The Zoom video conferencing service would install itself on Macs bypassing Apple’s regular security, and also promotes that it has end-to-end encryption, but clearly not.
Zoom’s popularity as a video conferencing tool has skyrocketed compared to coronavirus
The increased use of the Zoom video conferencing application and service during the coronavirus epidemic has led to the discovery of more security concerns. In addition to previously sending user data to Facebook, which he corrected, he has now been charged with two separate security concerns.
In one case, it would work around Apple security to install, and in another, it claims end-to-end encryption that it doesn’t have.
Twitter user @ c1truz_, technical manager of the VMRay malware tracking program, reports that the Zoom Mac application installer uses pre-installation scripts and would display a fake macOS system message.
Have you ever wondered how @zoom_us Does the macOS installer work without you having to click install? It turns out that they (ab) use pre-installation scripts, decompress the application manually using a supplied 7zip and install it in / Applications if the current user is in the admin group (no root is not required). pic.twitter.com/qgQ1XdU11M
– Félix (@ c1truz_) March 30, 2020
“It is not strictly malicious, but very shady and definitely leaves a bitter aftertaste”, continues @ c1truz_, “The application is installed without the user giving his [or her] final consent and a very misleading prompt are used to obtain root privileges. “
“[These are the] same tricks that are used by macOS malware, “he concludes.
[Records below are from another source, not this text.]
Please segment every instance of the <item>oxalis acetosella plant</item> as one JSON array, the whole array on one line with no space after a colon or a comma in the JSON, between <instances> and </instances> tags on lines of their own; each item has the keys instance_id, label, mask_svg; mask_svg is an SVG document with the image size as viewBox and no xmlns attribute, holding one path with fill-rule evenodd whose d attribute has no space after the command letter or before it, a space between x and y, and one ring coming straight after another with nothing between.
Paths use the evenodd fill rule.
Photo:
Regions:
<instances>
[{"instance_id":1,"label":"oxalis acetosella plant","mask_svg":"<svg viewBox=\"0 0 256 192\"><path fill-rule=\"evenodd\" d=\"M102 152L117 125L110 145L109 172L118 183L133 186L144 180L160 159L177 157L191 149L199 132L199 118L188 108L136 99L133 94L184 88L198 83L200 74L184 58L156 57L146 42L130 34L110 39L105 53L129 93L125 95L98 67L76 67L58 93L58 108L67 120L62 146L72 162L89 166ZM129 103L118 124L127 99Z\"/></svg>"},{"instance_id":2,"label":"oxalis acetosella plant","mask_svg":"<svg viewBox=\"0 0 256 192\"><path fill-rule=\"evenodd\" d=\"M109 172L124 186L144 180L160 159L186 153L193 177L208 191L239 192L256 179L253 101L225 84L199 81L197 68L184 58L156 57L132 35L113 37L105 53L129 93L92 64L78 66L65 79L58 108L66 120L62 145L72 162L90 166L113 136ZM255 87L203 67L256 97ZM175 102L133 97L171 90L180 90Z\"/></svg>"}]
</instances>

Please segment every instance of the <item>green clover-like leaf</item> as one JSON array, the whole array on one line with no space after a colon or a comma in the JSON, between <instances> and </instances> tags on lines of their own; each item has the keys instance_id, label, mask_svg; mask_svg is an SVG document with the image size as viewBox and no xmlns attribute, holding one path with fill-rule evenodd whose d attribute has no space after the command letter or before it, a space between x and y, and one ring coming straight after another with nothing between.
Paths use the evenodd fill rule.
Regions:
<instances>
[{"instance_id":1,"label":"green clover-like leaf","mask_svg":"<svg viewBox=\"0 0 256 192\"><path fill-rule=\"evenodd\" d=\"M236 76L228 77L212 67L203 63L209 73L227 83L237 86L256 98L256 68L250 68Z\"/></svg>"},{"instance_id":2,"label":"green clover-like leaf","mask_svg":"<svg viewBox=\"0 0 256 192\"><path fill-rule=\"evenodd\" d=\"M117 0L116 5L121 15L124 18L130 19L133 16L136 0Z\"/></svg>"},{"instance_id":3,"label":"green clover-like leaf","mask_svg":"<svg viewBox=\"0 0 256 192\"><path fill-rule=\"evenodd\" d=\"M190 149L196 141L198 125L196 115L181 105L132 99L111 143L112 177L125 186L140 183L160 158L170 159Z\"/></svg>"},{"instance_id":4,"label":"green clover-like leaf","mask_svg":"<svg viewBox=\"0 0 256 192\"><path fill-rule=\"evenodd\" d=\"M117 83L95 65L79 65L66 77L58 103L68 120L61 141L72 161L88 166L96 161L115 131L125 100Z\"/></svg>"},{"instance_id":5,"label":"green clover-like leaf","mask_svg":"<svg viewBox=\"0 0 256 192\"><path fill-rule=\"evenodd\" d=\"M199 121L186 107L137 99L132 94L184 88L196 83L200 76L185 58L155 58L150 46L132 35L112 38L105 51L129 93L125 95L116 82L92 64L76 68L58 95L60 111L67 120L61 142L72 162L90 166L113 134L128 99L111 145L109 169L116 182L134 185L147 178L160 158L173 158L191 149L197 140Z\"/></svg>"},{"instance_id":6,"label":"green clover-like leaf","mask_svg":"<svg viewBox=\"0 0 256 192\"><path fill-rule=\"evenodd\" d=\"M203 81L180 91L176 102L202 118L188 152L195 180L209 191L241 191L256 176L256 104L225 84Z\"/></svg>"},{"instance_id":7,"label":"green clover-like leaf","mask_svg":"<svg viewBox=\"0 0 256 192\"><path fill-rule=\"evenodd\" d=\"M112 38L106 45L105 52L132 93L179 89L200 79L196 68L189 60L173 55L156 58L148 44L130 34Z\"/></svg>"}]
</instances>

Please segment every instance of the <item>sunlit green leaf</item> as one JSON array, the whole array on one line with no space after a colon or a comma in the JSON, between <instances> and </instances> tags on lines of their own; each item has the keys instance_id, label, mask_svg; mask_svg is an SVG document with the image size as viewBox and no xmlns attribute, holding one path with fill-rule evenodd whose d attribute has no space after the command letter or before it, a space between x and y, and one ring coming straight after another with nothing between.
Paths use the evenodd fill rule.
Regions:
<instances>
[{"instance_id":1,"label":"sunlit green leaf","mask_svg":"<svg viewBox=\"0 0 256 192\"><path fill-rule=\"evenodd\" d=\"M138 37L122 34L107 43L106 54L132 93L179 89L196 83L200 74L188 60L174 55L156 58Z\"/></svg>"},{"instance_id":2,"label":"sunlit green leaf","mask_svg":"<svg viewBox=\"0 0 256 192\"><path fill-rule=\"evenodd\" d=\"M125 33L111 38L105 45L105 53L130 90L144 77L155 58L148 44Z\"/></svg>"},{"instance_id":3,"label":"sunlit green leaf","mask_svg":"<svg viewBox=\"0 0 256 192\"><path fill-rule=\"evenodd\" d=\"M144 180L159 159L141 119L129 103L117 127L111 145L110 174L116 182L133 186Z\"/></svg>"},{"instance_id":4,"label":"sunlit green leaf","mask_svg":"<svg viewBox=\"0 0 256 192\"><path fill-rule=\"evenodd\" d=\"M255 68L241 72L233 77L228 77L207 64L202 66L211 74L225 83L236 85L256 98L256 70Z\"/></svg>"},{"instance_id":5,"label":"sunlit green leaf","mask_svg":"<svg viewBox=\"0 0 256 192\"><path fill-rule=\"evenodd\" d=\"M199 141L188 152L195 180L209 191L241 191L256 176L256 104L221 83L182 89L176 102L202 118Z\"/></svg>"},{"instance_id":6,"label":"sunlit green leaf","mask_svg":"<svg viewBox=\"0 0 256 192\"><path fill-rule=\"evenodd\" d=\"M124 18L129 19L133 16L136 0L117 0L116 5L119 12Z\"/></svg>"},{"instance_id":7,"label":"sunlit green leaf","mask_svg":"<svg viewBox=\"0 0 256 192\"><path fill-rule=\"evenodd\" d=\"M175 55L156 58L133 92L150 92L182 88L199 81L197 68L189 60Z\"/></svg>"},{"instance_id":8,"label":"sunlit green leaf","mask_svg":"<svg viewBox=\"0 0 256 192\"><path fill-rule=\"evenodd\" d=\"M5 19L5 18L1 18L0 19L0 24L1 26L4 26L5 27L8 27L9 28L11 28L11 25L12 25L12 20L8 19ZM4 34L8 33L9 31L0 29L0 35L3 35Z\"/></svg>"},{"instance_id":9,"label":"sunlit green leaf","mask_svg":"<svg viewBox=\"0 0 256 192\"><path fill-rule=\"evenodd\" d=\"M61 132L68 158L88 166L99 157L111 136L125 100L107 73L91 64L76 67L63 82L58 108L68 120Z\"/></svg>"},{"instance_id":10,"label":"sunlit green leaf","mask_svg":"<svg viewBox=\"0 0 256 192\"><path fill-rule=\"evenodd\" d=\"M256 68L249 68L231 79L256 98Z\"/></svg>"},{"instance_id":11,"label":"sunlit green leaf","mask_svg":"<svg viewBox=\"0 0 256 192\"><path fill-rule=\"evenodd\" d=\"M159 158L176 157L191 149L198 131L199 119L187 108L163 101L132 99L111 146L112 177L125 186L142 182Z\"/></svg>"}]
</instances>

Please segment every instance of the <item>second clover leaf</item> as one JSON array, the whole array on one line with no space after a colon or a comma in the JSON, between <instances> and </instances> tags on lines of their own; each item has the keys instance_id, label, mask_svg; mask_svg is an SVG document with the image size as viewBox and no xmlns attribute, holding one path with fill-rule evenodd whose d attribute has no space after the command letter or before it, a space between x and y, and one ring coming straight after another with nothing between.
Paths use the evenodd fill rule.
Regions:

Appleiphonestop has contacted Zoom regarding the allegation, but has yet to receive a comment. Apple hasn’t publicly commented either, but the charge follows previous issues where Apple forced a macOS update on users to fix a Zoom security issue.
Previously, another security solution in the Zoom app meant that it was possible for websites to turn on users’ cameras without permission.
Initially, Zoom defended this as a deliberate way to facilitate video conferencing for users. He then backed off and said he would remove the functionality.
Before that, however, Apple stepped in and used a forced silent update to macOS, the method by which it typically treats malware.
The Intercept also alleges that Zoom claims to have end-to-end encryption for its videoconference calls, but this is not the case.
Rather than doing end-to-end encryption, where the entire video chat can only be seen by the caller and their recipients, Zoom would do what is known as transport encryption. This makes the connection between Zoom users and servers encrypted, but does not prevent Zoom from seeing calls.
“In fact, Zoom uses its own definition of the term,” says The Intercept, “which allows Zoom to access unencrypted video and audio from meetings itself.”
A Zoom spokesperson confirmed this to The Intercept, replying that “currently, it is not possible to enable E2E encryption for Zoom video meetings”.
“When we use the term” end-to-end “in our other publications, it refers to the encrypted connection from the Zoom endpoint to the Zoom endpoint,” continued the Zoom spokesperson.